AMOR QUE ALLANA...
Se
aprende mucho cuando se contempla despacio a alguien que ama. Cuando se le
busca la mirada, cuando se le siguen los gestos, cuando se le rozan las manos,
cuando se le escucha respirar. Y se aprende de quien ama cuando su amado está
delante pero también cuando ya se marchó de su lado o cuando aún no ha acudido
a su encuentro. Cuando uno ama a quien espera, algo en él cambia, sutilmente,
pero cambia. Crece algo nuevo en sus manos, se le llenan los dedos de detalles.

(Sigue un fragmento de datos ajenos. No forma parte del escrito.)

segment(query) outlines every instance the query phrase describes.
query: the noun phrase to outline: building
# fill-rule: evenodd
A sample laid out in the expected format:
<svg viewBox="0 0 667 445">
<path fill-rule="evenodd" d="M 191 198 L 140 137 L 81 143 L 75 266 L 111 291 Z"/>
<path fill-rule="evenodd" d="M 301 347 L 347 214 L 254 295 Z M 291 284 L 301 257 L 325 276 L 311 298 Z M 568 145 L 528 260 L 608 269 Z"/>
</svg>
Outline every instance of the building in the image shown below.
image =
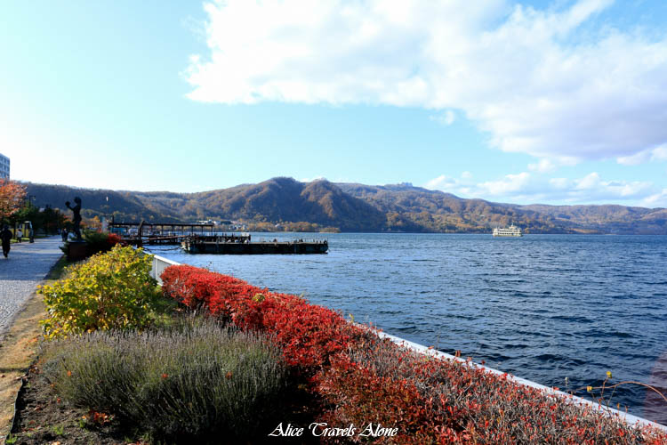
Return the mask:
<svg viewBox="0 0 667 445">
<path fill-rule="evenodd" d="M 9 158 L 0 153 L 0 179 L 9 179 Z"/>
</svg>

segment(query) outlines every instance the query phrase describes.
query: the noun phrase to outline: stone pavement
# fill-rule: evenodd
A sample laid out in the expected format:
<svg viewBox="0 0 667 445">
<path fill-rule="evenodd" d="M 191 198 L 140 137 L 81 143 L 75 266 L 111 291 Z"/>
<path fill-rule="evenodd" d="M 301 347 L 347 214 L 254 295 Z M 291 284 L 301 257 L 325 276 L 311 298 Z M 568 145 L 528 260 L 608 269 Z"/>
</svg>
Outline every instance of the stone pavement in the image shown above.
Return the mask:
<svg viewBox="0 0 667 445">
<path fill-rule="evenodd" d="M 60 237 L 12 245 L 9 258 L 0 255 L 0 341 L 14 315 L 62 255 Z"/>
</svg>

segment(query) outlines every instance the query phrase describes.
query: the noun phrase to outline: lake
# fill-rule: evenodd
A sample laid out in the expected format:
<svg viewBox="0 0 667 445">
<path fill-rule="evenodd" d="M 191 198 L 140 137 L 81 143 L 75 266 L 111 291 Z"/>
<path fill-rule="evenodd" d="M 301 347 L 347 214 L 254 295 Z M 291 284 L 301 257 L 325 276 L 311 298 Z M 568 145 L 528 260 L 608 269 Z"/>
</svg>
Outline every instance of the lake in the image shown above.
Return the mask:
<svg viewBox="0 0 667 445">
<path fill-rule="evenodd" d="M 328 239 L 319 255 L 149 251 L 566 390 L 624 380 L 667 392 L 667 237 L 253 233 Z M 662 358 L 662 359 L 661 359 Z M 608 392 L 607 392 L 609 393 Z M 585 396 L 585 390 L 579 392 Z M 667 424 L 667 403 L 619 387 L 615 408 Z"/>
</svg>

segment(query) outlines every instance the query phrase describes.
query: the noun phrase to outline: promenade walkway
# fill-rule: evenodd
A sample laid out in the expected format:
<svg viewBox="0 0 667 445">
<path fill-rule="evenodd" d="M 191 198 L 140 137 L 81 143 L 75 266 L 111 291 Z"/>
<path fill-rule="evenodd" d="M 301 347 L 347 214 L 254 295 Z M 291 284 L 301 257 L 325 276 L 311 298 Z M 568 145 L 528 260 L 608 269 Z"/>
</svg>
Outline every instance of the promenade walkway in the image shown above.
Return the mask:
<svg viewBox="0 0 667 445">
<path fill-rule="evenodd" d="M 62 255 L 60 237 L 12 245 L 9 258 L 0 255 L 0 343 L 14 315 L 33 295 Z"/>
</svg>

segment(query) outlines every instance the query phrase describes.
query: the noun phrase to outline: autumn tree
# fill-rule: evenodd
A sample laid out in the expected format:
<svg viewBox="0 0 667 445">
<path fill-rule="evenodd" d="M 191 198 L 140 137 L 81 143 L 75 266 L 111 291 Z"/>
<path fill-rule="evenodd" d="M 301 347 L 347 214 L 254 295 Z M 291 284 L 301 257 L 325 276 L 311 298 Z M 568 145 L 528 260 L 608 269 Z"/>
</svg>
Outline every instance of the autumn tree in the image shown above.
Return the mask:
<svg viewBox="0 0 667 445">
<path fill-rule="evenodd" d="M 8 218 L 23 206 L 26 188 L 15 181 L 0 179 L 0 220 Z"/>
</svg>

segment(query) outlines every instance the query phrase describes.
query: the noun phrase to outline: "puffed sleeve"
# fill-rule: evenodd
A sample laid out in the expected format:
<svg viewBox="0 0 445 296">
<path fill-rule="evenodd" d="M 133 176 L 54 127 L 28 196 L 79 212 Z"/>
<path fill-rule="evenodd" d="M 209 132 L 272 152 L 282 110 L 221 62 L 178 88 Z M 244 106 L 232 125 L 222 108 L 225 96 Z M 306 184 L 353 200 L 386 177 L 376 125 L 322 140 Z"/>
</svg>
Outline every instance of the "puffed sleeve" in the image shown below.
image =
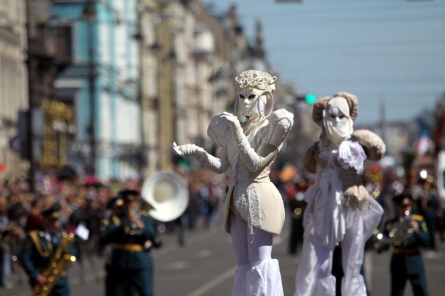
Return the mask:
<svg viewBox="0 0 445 296">
<path fill-rule="evenodd" d="M 294 115 L 280 109 L 269 116 L 268 130 L 265 140 L 256 151 L 252 148 L 240 129 L 236 129 L 235 140 L 243 161 L 251 172 L 257 172 L 268 165 L 277 156 L 284 139 L 294 124 Z"/>
<path fill-rule="evenodd" d="M 351 137 L 363 146 L 368 159 L 379 161 L 385 154 L 386 146 L 380 137 L 370 131 L 359 129 L 354 131 Z"/>
</svg>

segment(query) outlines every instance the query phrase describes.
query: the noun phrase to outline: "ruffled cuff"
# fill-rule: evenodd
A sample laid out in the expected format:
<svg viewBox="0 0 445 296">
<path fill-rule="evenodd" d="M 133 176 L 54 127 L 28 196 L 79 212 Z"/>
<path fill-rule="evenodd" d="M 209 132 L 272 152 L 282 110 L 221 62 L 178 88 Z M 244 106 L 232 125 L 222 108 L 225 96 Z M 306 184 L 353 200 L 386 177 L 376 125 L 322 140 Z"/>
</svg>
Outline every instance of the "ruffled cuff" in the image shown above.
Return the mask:
<svg viewBox="0 0 445 296">
<path fill-rule="evenodd" d="M 342 155 L 340 150 L 348 150 L 348 153 L 344 153 Z M 358 174 L 363 172 L 363 164 L 366 160 L 365 154 L 361 145 L 358 142 L 352 141 L 344 141 L 339 146 L 338 161 L 344 169 L 354 167 Z"/>
</svg>

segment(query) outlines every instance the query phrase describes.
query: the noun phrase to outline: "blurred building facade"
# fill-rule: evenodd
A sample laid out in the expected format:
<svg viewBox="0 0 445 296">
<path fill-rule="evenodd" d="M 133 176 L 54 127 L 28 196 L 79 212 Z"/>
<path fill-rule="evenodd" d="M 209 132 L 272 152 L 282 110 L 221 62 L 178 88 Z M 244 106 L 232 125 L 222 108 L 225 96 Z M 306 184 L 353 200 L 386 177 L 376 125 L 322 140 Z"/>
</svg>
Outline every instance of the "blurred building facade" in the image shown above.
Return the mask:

Yo he aprendido océanos enteros contemplando a mi madre. Siempre que nos ha
esperado, en la medida en que ha vivido cada momento pensando en el encuentro
con nosotros, su obrar se ha vuelto nuevo, tenuemente nuevo. Quizá nada en la
vida cotidiana de quien ama a aquel que espera resulta extraordinario, pero muchos
gestos brillan renovados. Hay algo distinto en las manos de una madre que hace
la cama al hijo que se ha quedado dormido y sale corriendo a coger el autobús
para ir a la universidad. Y uno lo nota esa noche entre las sábanas. Hay algo
diferente en las manos de una madre que hace la compra pensando en que su hijo
comerá con ella este domingo. Y uno lo descubre entre los tarros de la
despensa. Hay algo especial en los ojos de una madre que espera ver a su hija
salir a las tablas para bailar por primera vez. Y uno lo siente entre sus pies
nada más empezar a dar vueltas. Hay algo indescriptible en los oídos de una
madre que acude a la primera audición de piano de su niño. Y uno lo percibe
enseguida entre las teclas. Hay algo hermoso en las manos de una madre que
baten la nata que tanto le gusta al hijo para acompañar el café. Y uno lo capta
con el solo olor que se escapa de la cocina. Definitivamente, se aprende mucho
cuando se contempla despacio a alguien que ama.
Esta
misma sensación de hijo esperado he tenido ante las lecturas de este domingo. Acaso
la voz que grita en el desierto sea en realidad una llamada suave en el corazón
del que ama a quien espera. La misma que siente la madre ante la cama deshecha,
la comida familiar, la primera actuación o el café de mediodía. Acaso se
allanen caminos pasando la mano con suave firmeza por las arrugas que se van
formando en las sábanas al colocarlas. Acaso se levanten valles alzando la
mirada a un escenario. Acaso se enderece lo torcido añadiendo una cucharada de
nata a una taza de café. Porque no espera mejor quien se empeña en cambiar las
cosas a toda costa para que quien llega lo encuentre todo en su sitio, sino más
bien quien piensa sin descanso en quien ama mientras espera, quien aprende a
escuchar la voz que clama en el corazón ante la venida del amado. La clave no
está en esperar con el sudor de nuestra frente sino con el amor de nuestras
manos. Ante las sábanas arrebujadas casi todos pensamos «tengo que hacer la
cama» pero quien espera con las manos enamoradas escucha otra voz en su corazón:
«aquí dormirá quien amo, ¡cómo querría que se encontrase a gusto cuando vuelva!».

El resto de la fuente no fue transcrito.